We agree to pay the Death Proceeds to the Beneficiary upon receiving proof that the Insured has died while this Policy is in force and before the Maturity Date.

* * *

[Nationwide] will pay the Death proceeds to the Beneficiary after we receive at our Home Office  proof of death satisfactory to us and such other information as we reasonably require.

Id. at *11-12 (emphasis added by court).  The opinion indicated that this form of policy language was required in Ohio by statute.  Id. at *2-3 n.1.  The court reasoned that “[t]he terms ‘receipt’ and ‘receiving’ demonstrate Nationwide’s passive role in establishing an insured party’s proof of death; they do not connote an obligation to procure such information,” and “[t]hus, a finding obligating Nationwide to solicit or gather information pertaining to an insured’s death would be contrary to the terms contained in the insurance policy.”  Id. at *12-13.  The plaintiffs argued that because death is inevitable, the duty of good faith and fair dealing requires proactive action by a life insurer.  The court of appeals rejected that position , explaining that “[w]hile we understand that the death of an insured party is an inevitable fact, we are not persuaded that such certainty places an additional duty on Nationwide beyond what is expressed in the life insurance contracts, and appellants provide no case law to support such a proposition.”  Id. at *15.  The court further reasoned that “[i]n the absence of legislative or administrative regulatory action, we will not import additional unspoken duties and obligations onto Nationwide that will conflict with the parties’ contracted terms.”  Id. at *16.

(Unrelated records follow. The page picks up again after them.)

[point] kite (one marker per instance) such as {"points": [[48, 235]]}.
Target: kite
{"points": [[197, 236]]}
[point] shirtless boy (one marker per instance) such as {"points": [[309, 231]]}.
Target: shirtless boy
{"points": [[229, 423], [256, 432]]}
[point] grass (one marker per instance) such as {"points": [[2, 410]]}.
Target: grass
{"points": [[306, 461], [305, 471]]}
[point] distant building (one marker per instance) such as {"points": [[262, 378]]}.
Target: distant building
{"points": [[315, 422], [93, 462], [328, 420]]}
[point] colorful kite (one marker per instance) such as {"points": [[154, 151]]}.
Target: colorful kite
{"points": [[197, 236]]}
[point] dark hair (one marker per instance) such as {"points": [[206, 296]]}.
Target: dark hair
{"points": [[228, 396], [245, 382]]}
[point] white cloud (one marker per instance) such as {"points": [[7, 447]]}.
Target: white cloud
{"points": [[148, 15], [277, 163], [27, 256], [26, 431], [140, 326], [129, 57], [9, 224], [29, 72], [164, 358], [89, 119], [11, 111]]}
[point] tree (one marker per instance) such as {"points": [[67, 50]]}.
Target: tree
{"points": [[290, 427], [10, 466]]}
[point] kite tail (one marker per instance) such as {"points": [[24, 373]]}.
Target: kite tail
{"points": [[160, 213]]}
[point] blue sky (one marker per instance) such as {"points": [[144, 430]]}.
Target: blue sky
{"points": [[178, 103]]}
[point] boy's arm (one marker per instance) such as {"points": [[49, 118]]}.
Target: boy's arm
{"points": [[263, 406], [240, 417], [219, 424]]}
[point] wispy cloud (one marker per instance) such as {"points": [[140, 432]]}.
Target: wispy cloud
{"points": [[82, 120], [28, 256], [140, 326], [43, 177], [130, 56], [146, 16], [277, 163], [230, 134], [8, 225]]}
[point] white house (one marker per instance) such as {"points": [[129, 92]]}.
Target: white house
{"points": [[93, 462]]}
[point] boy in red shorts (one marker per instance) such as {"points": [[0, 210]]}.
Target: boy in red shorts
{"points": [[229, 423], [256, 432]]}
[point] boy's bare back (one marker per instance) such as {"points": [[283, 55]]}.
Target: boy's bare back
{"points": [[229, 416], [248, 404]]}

In some jurisdictions, a statute or regulation requires a life insurer to conduct searches of the Social Security Death Master File.  But absent such a legislative or regulatory requirement, and where a putative class action attempts to retroactively impose such a requirement before the statute or regulation took effect, this decision should be helpful to insurers in defending against this type of class action litigation.  This decision will be especially helpful where the insurer’s policy language is analogous to the provision quoted above.